How the UK's Invest 2035 Strategy Empowers Data Professionals and Business Leaders

Eden Smith • June 25, 2025

With the UK’s   “Invest 2035” modern industrial strategy now live, business leaders and data professionals face both a unique challenge and opportunity. This 10‑year blueprint, reinforced by £22 bn+ in R&D funding and deep energy policy reforms, puts digital transformation, AI, and data-enabled innovation at the centre of national productivity.


For business and data professionals alike, this is a wake-up call to align, adapt, and lead.

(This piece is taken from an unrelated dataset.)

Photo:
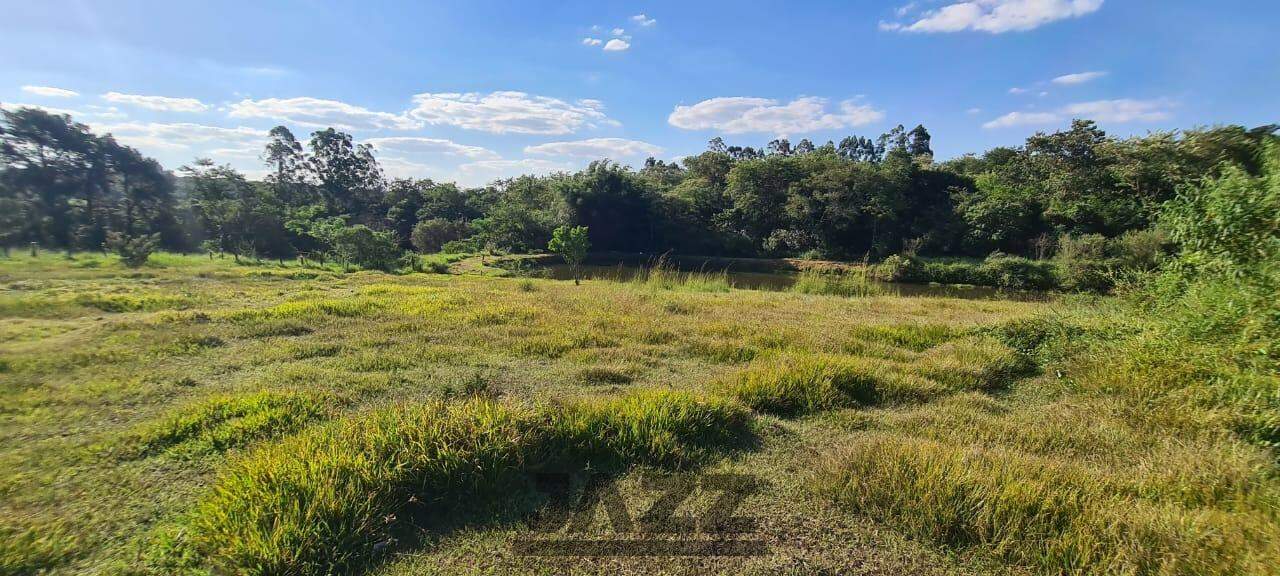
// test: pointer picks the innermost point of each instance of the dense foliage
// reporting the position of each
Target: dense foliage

In this article we wanted to explore how our community, as data professionals and as business leaders, can respond to elevate their professional careers and lead in business.


Guidance for Data Professionals at Every Stage


Entry-Level (Career Starters)

e.g. recent grads, bootcamp completers, apprentices


Key Advice:

  • Build foundational skills fast: Focus on SQL, Python, Excel, data visualization (Power BI/Tableau), and cloud basics (Azure, AWS).
  • Work on real projects: Freelance, open-source, or personal projects build credibility.
  • Apply even if you’re not 'ready': Hiring is now based more on potential and portfolio.
  • Use new routes: Look at apprenticeships, graduate schemes, NHS Digital, ONS, GDS.
  • Understand your chosen sector: Data needs vary across retail, charities, health, energy.


Junior Professionals (1–3 Years Experience)

e.g. data analysts, junior data scientists/engineers


Key Advice:

  • Sharpen your niche: Decide your path: engineering, ML, BI, or AI ethics.
  • Ask for stretch projects: Innovation sprints, cross-functional teams offer growth.
  • Improve communication: Learn to present your insights clearly.
  • Build your public portfolio: GitHub, blogs & LinkedIn profiles matter.
  • Upskill smartly: Cloud data platforms (e.g. Databricks), domain skills, or AI tools.


Mid-Level Professionals (3–7 Years Experience)

e.g. analytics leads, senior engineers, data scientists


Key Advice:

  • Solve business problems, not just technical ones. Be proactive.
  • Mentor others: Develop leadership and communication – our Nurture Programme is great for adding capability to your team and demonstrating your skills in leadership.
  • Bridge technical and commercial teams. Find ambassadors, solve challenges and win hearts and minds.
  • Build professional networks: Meet people in person and be active in webinars – try Big Data LDN, Women in Data, AI for the Rest of Us, The OR Society.
  • Think like an architect: Scalable systems, governance, model ops.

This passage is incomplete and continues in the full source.